What We Know About Collaboration: the ECB Country Consortium Experience
Drawing on the recent experiences with collaboration and learning, the ECB project has shared a new resource What we know about collaboration: the ECB Country Consortium Experience.
The resource discusses the benefits and challenges of collaboration, and identifies 10 key factors for success which include practical suggestions and recommendations. Areas covered include defining common aims and objectives; clarifying roles and responsibilities; funding the process; and managing crisis within the consortium.This learning draws on the practical experience of national and international staff after more than three years of country-level consortium work.
The 10 Key Factors for Success captures ECB Project learning in the area of consortia building and can be used as a reference for developing a consortium or for strengthening an existing collaboration among emergency response agencies and other key partners.
The resource is aimed at humanitarian and emergency staff working for non-governmental organisations (NGOs) and other stakeholders including UN institutions, local partners, communities, government actors and academia.

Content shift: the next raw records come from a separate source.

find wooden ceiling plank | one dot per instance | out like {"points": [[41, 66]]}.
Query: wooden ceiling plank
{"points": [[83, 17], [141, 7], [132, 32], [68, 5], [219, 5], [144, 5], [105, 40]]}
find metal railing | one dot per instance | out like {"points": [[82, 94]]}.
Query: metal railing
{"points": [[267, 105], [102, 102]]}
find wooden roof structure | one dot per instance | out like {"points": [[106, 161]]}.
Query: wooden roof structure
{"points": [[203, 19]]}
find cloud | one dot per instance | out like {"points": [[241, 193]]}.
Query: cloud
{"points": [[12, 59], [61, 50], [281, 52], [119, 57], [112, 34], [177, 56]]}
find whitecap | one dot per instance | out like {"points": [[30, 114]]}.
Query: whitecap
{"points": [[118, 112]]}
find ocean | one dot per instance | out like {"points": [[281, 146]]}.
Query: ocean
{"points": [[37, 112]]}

Itself the result of a collaborative process, the multiple recommendations were identified following interviews with ECB consortium members in five different countries and then shared with other members of the humanitarian community at five regional ECBinter-active learning conferences for comment and feedback.
Robert Francis Garcia, Advisor to the ASEAN Agreement on Disaster Management and Emergency Response, Oxfam GB, Philippines supports the release: "What we know about collaboration presents key lessons in consortium-building in a succinct and well-organised fashion. It is focused on general principles, but also offers clear direction on further reading and additional references. It is a useful basic tool for teams starting or further developing cooperation projects".
The twelve toolboxes provide additional guidelines and approaches that could be tested to help a multi-agency consortium to build trust, accountability, leadership and simulation skills that will support collaborative initiatives to develop and thrive. A final appendix highlights a broader range of ECB Project resources organized by three core themes – Accountability & Impact Measurement, Disaster Risk Reduction (DRR) and Climate Change Adaptation (CCA), and national staff development.
A series of examples of collaboration initiatives from the ECB Project’s five consortia in Bangladesh, Bolivia, Indonesia, Niger and the Horn of Africa underscore important points.
For example in Bangladesh, 20 NGOs collaborated on an advocacy campaign on behalf of those affected by Cyclone Aila. In the Horn of Africa, multiple agencies and partners developed simulation programs and training of trainers workshops in Kenya and Uganda. Participants from over twenty humanitarian agencies furthered their understanding of where to focus future co-ordination and emergency capacity building efforts and identified key skills gaps in their agencies.